Suffice it to say I have produced a school yearbook, an annual Baby Guide, and a feature article in the last two weeks, PLUS, there is a July issue to put out this week, PLUS, I am digging holes in the backyard.

If you ever get someone to break up your old driveway to put in a new one, be sure that they don't bury all the huge chunks of concrete in the middle of the backyard. Otherwise, someone will curse you for it twenty years later. That's all I'm saying. Ever see that movie "Holes"? That's what my yard looks like. True story.

You know how every neighbourhood has that one family? That family that, you look out your window, and think, "NOW WHAT THE HELL ARE THEY DOING?" On the street where I live, we're that family.
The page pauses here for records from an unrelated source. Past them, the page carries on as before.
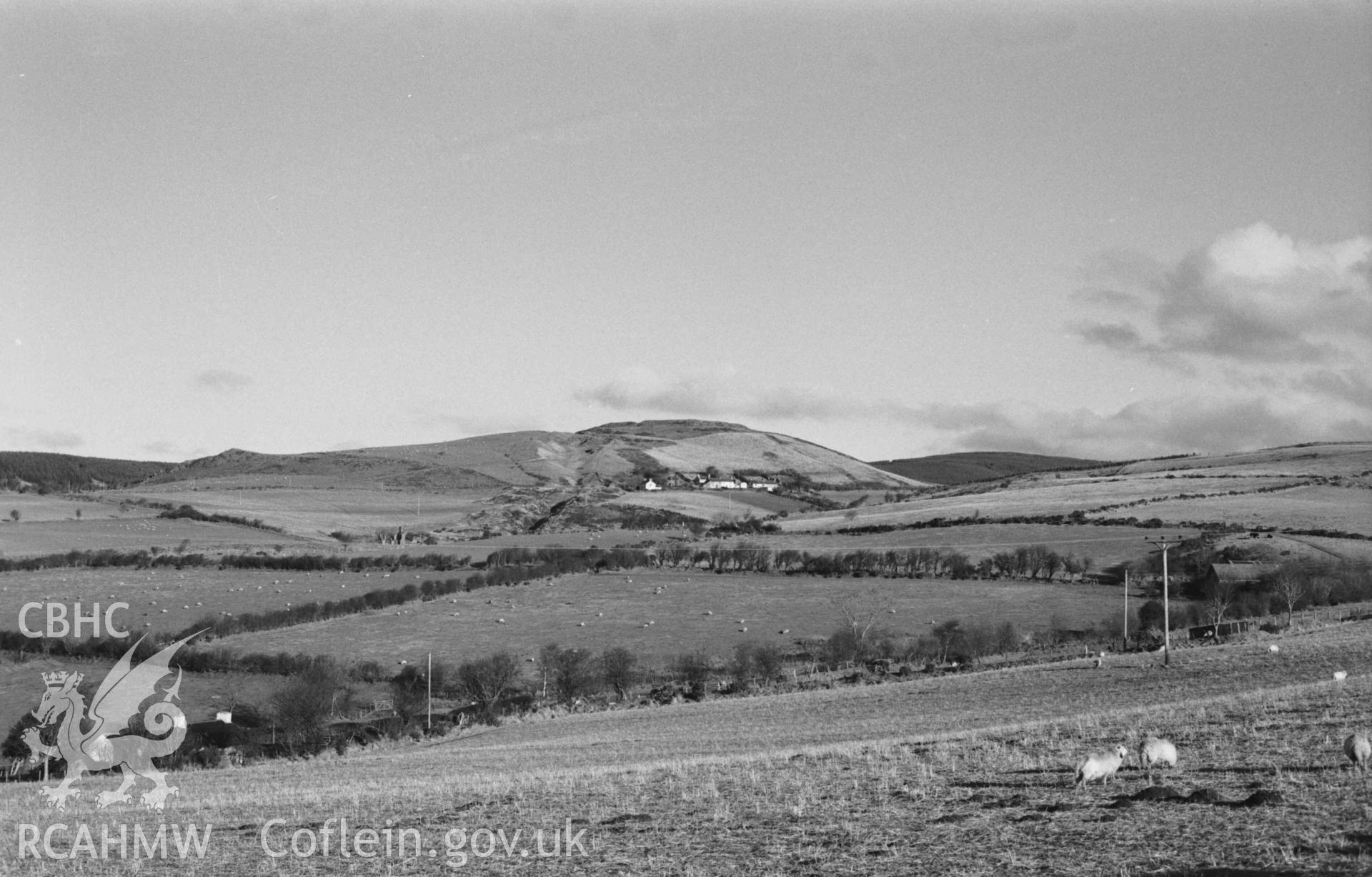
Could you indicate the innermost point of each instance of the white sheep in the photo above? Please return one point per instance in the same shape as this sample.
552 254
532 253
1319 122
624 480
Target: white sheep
1157 751
1358 751
1100 766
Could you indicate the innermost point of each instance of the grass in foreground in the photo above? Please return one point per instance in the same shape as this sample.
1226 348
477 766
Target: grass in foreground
968 777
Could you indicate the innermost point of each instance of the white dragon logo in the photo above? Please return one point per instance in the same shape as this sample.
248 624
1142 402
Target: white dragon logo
107 740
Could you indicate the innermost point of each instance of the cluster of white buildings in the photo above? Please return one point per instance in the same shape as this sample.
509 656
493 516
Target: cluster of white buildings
699 481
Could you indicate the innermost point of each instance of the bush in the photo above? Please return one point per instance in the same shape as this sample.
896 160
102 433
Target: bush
487 684
568 673
617 669
304 705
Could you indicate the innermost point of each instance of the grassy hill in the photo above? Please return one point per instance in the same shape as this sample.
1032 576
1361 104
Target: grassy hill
978 465
611 453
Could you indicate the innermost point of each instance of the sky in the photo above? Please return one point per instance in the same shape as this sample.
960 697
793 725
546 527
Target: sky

I'm going to write an essay about it, and sell it somewhere big, and use the money to pay for someone to take all the huge chunks of concrete away.

Life is still busy, but manageable, and things are beginning to taper off. I'll have more novel news to share soon, and will tell you all about the adorable shoes I bought in CO. I've learned many things while away - like, what to do when the teen you're chaperoning (not your own) turns out to have scissors in their carry-on. Or, that some children, (again, not your own), when left to their own devices, WILL eat Fruit Loops at every meal. Or, that taking 5 pictures of the school band doesn't necessarily mean you will be able to find ONE on the day you finish the Yearbook.

For now, I'm back, and hopefully that's enough to get you to click in again tomorrow. Thanks for missing me, and not giving up. I won't stay away again so long, I promise.